Scott added ‘I don’t think it’s feasible for a company to present figures and
get them audited on a basis that was materially out of line with what other
companies were doing.’

Separately, the UK’s Accounting Standards Board this week said that it was
amending its FRS 17 standard for pensions in order to align it with IFRS
equivalent IAS 19. The change will see quoted securities priced at fair value
using the current bid price rather than the mid-market value. The amendment to
FRS 17 will be published in December, and will be effective for accounting
periods ending on or after 6 April 2007, although early adoption is encouraged.


Nick Land joins Vodafone

Nick Land has been appointed a non-executive director of Vodafone.
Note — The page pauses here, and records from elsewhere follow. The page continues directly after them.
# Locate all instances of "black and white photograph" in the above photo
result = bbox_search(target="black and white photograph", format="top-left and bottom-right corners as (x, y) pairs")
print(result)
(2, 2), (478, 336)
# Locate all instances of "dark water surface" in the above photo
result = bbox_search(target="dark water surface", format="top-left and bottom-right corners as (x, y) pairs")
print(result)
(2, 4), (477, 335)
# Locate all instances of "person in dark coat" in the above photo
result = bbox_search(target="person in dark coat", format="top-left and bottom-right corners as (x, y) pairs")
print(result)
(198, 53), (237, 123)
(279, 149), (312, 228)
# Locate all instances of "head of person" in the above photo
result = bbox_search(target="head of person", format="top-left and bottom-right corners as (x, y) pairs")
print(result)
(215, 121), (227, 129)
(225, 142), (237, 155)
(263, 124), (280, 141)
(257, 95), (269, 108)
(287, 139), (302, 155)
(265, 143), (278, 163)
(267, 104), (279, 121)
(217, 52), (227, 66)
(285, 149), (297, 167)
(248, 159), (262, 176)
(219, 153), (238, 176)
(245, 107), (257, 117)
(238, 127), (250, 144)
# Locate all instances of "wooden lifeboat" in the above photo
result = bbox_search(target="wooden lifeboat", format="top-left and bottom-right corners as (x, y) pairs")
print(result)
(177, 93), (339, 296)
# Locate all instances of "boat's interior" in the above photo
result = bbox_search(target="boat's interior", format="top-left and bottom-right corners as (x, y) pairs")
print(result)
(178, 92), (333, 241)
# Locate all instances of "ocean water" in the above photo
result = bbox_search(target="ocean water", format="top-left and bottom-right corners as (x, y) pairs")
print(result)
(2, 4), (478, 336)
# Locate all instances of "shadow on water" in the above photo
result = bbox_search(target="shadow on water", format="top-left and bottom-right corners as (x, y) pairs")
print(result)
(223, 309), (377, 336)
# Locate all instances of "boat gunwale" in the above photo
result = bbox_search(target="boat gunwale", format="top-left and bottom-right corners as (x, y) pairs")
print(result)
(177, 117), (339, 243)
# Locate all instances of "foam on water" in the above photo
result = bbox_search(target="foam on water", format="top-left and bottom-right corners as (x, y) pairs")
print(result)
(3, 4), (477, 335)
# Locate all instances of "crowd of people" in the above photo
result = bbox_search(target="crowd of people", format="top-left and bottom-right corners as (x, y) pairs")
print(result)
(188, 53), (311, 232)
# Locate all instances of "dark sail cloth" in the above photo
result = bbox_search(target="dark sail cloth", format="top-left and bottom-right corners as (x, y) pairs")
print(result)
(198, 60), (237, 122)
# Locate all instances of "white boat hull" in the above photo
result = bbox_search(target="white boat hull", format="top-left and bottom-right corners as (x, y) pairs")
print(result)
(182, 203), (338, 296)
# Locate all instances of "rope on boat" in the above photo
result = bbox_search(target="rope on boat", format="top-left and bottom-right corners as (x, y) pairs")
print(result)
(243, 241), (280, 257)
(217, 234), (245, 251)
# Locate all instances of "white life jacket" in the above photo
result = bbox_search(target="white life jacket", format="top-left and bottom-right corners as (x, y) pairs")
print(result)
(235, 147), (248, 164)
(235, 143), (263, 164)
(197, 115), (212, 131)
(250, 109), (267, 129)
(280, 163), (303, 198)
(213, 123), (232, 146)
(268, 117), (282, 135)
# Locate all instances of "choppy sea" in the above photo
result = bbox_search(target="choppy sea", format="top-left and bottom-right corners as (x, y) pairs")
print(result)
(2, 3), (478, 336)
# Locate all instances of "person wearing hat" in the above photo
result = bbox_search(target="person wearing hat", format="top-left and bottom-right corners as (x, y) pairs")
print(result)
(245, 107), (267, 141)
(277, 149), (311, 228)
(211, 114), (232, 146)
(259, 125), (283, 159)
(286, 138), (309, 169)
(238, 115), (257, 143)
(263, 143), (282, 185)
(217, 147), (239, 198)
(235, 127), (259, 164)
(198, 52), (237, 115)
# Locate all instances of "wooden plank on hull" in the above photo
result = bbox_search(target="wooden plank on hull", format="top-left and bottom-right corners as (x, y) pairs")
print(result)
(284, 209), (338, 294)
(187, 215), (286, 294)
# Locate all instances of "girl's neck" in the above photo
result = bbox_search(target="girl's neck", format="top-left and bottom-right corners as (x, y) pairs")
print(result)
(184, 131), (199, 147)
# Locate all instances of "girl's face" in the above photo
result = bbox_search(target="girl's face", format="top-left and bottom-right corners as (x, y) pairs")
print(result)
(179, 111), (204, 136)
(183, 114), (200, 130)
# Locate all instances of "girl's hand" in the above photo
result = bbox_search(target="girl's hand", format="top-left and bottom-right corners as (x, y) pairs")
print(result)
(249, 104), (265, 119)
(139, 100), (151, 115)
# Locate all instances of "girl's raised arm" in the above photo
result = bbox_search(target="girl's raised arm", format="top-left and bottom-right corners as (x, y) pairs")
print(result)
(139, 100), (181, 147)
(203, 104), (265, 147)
The former
chairman of Ernst & Young has joined the board of the telecoms giant, having
already taken on a role as a non-exec at Shell. Sir John Bond, Vodafone
chairman, said: ‘Nick’s financial expertise and experience of dealing with major
corporations in many parts of the world will be invaluable to us.’

Triad exec compensated

The former chief executive of the Triad Group, Mira Makar, has been
vindicated, almost a year after she was sacked for raising concerns about the IT
consultancy. She has won an undisclosed settlement for her distress. Mira Makar
was sacked for raising concerns, but her former company now admits they were
‘reasonable’. Makarwas suspended by her former partner, John Rigg, in February,
when he interrupted a meeting she was having with the firm’s brokers at which
she was detailing her concerns. She was later officially sacked in December,
reports said. Her lawyers were about to present her case before an employment
tribunal when Maker was offered a private settlement. In a statement to the
stock exchange, the company said: ‘The directors accept that Ms Makar had a
reasonable basis for concerns on a number of financial issues.’

Iberdrola fuels rumours

Iberdrola, Spain’s second-largest power company has confirmed that it is
considering a £12bn takeover bid for Scottish Power. Negotiations continued
between the two sides last weekend and a formal announcement is expected
imminently. The offer could reach 800p a share, according to some industry
experts and Scottish Power’s share price finished strongly at 741p at the end of
trading last week as the market reacted to the speculation. Iberdrola has set
its sights on Britain’s fifth largest utility, analysts say, because Spanish
markets are saturated and the only way to fend off hostile takeover bids from
abroad, such as E.ON’s play for Endesa, is to grow through acquisitions.
British companies are juicy targets for the Spanish because the UK market is
‘practically the only one in Europe that does not throw political hurdles in the
path of foreign purchases, said Robert Tornabell, professor of finance and
former dean of ESADE business school in Barcelona.

Iconic brand now secure

The future of Airfix Humbrol has been secured after it was purchased by model
and train set manufacturer Hornby for £2.6m.Hornby will look to revitalise the
Airfix brand by adding a range of kits for younger children alongside the more
traditional models it makes. It will restructure the business by moving
distribution, sales and marketing operations to its own site in Kent. ‘The
strategic fit with Hornby is excellent,’ said Hornby chief executive Frank
Martin. ‘Hornby has similar distribution channels to Humbrol/Airfix, and we
therefore plan to integrate the business into our existing structure, which
gives the business a more streamlined base from which to grow.’ Partners of
Grant Thornton have acted as administrators at Airfix since September, and made
31 out of 41 staff redundant at the Hull-based business. Keith Hinds, joint
administrator, said: ‘This transaction provides the best opportunity to preserve
and develop what is an iconic brand.’

Ryanair gets cold feet

Ryanair has held fire on snapping up shares in Aer Lingus despite a fall in
the Irish national airline’s stock below the E2.80 (£1.80) a share it is
offering. Irish media reported that as the share price fell as low as E2.70 at
the end of last week Ryanair’s failure to buy up more shares showed Europe’s
biggest budget carrier might be getting cold feet over its E1.48bn bid.Traders
and analysts refuted that view, saying that the lower the share price went the
more it reinforced Ryanair’s message to Aer Lingus staff shareholders that the
stock will fall if the takeover offer fails.